そこにはやはり、世界的にミリ波の普及が進んでおらず機器調達コストも大きく下がっていない現在の状況下で、ミリ波への積極的な投資をしたくないという各社の本音が見えてきます。
ミリ波対応端末への購入補助をしたとなれば、その分基地局整備も求められるだけに、とりわけ菅義偉前首相の政権下による携帯電話料金引き下げ要請で、業績に大きなダメージを受けた大手3社は消極的にならざるを得ないのでしょう。
1円スマホなどの端末値引きに力を注いできた携帯各社が端末購入補助に消極的で、値引きに反対してきた政府や有識者の方がむしろ前向き……。
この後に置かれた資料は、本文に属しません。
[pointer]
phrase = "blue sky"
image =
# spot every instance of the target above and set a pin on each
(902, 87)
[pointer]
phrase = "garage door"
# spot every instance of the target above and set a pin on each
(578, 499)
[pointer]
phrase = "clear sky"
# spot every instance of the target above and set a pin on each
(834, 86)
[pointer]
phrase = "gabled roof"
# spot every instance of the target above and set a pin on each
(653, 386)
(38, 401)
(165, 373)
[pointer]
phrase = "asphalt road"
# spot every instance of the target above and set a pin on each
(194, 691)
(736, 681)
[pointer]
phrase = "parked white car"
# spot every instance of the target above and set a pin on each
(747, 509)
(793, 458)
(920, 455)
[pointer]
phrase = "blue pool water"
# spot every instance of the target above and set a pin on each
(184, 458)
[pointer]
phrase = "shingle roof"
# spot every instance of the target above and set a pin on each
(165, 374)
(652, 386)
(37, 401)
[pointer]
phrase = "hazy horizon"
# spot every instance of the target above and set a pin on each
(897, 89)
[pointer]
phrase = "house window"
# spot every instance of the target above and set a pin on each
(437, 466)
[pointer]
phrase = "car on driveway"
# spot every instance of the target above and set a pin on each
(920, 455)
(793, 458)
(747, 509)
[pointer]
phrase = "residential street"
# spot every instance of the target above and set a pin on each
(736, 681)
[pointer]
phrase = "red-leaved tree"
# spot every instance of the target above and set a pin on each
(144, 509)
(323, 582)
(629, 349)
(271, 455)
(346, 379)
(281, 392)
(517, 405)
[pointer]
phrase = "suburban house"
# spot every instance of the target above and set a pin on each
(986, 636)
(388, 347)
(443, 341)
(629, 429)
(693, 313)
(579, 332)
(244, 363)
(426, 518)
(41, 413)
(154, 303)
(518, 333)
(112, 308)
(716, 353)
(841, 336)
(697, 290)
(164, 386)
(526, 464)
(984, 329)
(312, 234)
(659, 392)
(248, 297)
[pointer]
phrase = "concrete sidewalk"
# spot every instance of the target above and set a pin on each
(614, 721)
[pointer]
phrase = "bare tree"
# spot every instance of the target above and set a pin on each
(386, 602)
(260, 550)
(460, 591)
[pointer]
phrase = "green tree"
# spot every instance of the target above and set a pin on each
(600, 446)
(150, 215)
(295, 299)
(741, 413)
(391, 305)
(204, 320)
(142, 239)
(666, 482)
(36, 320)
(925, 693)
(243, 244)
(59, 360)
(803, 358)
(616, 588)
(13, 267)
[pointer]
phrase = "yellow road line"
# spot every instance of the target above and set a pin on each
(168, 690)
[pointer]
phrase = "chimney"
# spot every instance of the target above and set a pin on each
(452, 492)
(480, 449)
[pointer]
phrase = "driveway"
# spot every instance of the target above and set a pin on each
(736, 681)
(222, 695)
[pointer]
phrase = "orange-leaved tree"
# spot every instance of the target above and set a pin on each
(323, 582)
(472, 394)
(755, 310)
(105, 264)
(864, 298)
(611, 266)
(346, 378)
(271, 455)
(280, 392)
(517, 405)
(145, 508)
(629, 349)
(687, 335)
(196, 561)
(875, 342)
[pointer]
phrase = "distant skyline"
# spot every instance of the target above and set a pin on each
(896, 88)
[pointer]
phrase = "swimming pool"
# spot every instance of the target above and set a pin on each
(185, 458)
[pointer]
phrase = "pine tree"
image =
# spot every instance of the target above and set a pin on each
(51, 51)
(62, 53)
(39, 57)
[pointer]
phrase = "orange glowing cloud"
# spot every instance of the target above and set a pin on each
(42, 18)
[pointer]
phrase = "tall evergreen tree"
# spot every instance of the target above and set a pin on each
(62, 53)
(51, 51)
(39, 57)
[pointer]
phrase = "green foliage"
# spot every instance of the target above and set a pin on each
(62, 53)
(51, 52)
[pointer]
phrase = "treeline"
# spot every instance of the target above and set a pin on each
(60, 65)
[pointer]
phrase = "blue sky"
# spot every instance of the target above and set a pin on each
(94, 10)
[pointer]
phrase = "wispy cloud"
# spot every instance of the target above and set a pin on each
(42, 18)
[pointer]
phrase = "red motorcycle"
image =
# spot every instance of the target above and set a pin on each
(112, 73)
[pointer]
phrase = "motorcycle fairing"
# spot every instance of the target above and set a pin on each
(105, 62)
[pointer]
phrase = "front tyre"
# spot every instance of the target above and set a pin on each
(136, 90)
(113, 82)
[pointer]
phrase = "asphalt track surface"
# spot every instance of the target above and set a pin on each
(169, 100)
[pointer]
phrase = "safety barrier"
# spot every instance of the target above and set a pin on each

という従来と正反対の状況が生まれているのは不思議な印象も受けてしまいますが、それだけミリ波を巡っては頭を悩ませる状況が続いている、というのが正直なところのようです。
今後、同WGによる議論でどのような結論が出されるのかは大いに注目されますが、最近ではミリ波があまりに活用しづらいことから、より周波数が低い7~20GHzのセンチメートル波の利活用に向けた技術標準化が進むことに期待をかける向きも見られるようになってきました。
それだけにミリ波の動向に関しては、国内だけでなく世界的な動向にも目を配っておく必要がありそうです。